World
Husband of freed Russian-American journalist recalls moment he saw her on tarmac
As he stood on the tarmac of Joint Base Andrews late Thursday night, Pavel Butorin was in disbelief.
Days before, his wife of two decades — Russian-American journalist Alsu Kurmasheva — had been sentenced to 6½ years in a Russian prison for spreading false information about the country’s military, a conviction press freedom and human rights groups denounced as politically-motivated.
Kurmasheva, a dual U.S. and Russian citizen whose family lives in Prague, was first detained in Russia in June 2023 and spent nine months in a Russian prison, according to her employer, Radio Free Europe/Radio Liberty.
But late Thursday, Butorin and their daughters watched as Kurmasheva, Wall Street Journal reporter Evan Gershkovich and Marine veteran Paul Whelan arrived at the Maryland facility.
“It was only then when I realized it is actually happening,” Butorin told NBC News.
Up until that point, he said, the process of getting Kurmasheva out of Russia had been “covered in secrecy” and Butorin knew little about what was unfolding.
Butorin and his two daughters had planned on attending a Taylor Swift concert in Poland on Friday — a birthday gift for their daughter Miriam, who turned 13 — with four tickets the family had bought almost a year ago.
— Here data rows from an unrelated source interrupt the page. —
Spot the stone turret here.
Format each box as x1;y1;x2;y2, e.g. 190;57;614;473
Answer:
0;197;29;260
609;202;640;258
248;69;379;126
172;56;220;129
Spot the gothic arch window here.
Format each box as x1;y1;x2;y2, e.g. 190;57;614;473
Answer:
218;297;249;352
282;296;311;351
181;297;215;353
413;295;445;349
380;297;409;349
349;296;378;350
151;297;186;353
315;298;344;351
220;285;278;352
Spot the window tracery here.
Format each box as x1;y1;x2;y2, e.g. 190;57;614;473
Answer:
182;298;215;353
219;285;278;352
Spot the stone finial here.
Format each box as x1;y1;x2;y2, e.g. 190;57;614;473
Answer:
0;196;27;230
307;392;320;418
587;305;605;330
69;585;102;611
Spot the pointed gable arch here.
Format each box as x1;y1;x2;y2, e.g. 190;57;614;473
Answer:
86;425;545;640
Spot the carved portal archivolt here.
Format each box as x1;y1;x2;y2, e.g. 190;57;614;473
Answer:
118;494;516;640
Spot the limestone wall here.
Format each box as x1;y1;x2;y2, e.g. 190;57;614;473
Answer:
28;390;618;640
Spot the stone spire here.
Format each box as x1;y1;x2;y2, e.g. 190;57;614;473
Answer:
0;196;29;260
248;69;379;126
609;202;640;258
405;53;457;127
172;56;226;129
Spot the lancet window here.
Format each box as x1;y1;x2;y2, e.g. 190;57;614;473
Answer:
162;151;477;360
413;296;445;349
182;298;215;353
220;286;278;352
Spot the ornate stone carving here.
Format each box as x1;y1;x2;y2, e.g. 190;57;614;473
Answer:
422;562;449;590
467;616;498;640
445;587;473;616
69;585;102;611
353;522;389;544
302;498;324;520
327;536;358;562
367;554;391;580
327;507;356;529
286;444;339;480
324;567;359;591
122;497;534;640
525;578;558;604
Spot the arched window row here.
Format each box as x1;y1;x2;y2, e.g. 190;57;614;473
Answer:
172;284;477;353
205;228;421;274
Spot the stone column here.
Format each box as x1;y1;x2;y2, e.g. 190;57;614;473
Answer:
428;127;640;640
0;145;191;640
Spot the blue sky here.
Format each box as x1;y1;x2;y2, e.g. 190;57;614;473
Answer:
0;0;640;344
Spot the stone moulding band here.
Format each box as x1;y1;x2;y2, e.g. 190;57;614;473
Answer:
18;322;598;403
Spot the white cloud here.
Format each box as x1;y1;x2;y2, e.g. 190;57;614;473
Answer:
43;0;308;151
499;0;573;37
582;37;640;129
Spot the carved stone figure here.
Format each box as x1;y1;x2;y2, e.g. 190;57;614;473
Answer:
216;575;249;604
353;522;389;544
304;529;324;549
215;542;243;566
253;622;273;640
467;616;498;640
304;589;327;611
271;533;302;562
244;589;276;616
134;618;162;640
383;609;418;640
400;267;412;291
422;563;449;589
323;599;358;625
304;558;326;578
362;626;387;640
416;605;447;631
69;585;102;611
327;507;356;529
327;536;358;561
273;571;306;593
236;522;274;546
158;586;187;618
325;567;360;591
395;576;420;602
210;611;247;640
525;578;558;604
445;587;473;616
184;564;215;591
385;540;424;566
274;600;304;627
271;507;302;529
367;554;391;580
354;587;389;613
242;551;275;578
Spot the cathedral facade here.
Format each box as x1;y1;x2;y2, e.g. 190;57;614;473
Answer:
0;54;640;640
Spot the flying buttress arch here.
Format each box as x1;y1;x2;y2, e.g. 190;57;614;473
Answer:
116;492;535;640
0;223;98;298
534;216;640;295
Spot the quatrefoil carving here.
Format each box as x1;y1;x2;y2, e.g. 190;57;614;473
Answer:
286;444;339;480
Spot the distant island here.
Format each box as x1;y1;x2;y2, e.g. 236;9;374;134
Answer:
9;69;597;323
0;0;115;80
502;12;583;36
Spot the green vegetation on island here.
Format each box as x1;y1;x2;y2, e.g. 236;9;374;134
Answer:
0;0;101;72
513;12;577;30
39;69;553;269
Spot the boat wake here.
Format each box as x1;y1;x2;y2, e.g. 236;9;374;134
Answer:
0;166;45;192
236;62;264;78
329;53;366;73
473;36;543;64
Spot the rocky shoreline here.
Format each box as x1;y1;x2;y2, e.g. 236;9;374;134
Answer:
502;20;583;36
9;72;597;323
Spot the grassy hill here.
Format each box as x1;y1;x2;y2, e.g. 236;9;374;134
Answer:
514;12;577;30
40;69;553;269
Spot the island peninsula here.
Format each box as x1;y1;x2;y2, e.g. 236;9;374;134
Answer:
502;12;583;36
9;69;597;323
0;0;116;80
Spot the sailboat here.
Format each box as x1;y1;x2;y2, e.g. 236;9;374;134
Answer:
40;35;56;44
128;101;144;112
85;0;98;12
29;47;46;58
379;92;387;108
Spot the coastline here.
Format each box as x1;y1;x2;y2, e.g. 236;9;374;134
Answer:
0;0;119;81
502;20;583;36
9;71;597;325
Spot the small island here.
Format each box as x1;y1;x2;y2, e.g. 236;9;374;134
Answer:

Then, Butorin said, he got a surprise invitation to the White House. The family wasn’t told why, though he hoped for the best.
“I thought, why would they invite us to the White House with bad news?” he said.
The phone call at the Oval Office between the freed prisoners and their families that followed was a “total surprise,” he said.
In a video of the call that President Joe Biden posted to X, the couple’s other daughter, 16-year-old Bibi, can be heard telling her mother where they are and laughing.
“Guys, I love you,” Kurmasheva says.
After she arrived in the United States, Bibi said in the interview, she and her sister hugged their mother and told her how great it was to finally have her back after so long.
“It’s so weird to be with someone all the time every day and then just to have her not be there anymore,” Bibi said.
While on the tarmac, their younger daughter described how much she just wanted to touch Kurmasheva, Butorin said.
“She missed the touch,” he said.
Kurmasheva was initially detained during a visit to her elderly mother in Russia for failing to register her U.S. passport with Russian authorities, her employer said. Her passports were confiscated and she was detained again in October for failing to declare herself as a foreign agent, the organization said.
Russian authorities later investigated her for the false information charge. She was convicted July 19 and sentenced.
Butorin said he wanted to make it clear that his wife had done nothing wrong.
“Alsu is not a criminal,” he said. “No matter what verdict or sentence a corrupt Russian court issued against her, we know that she’s not a criminal.”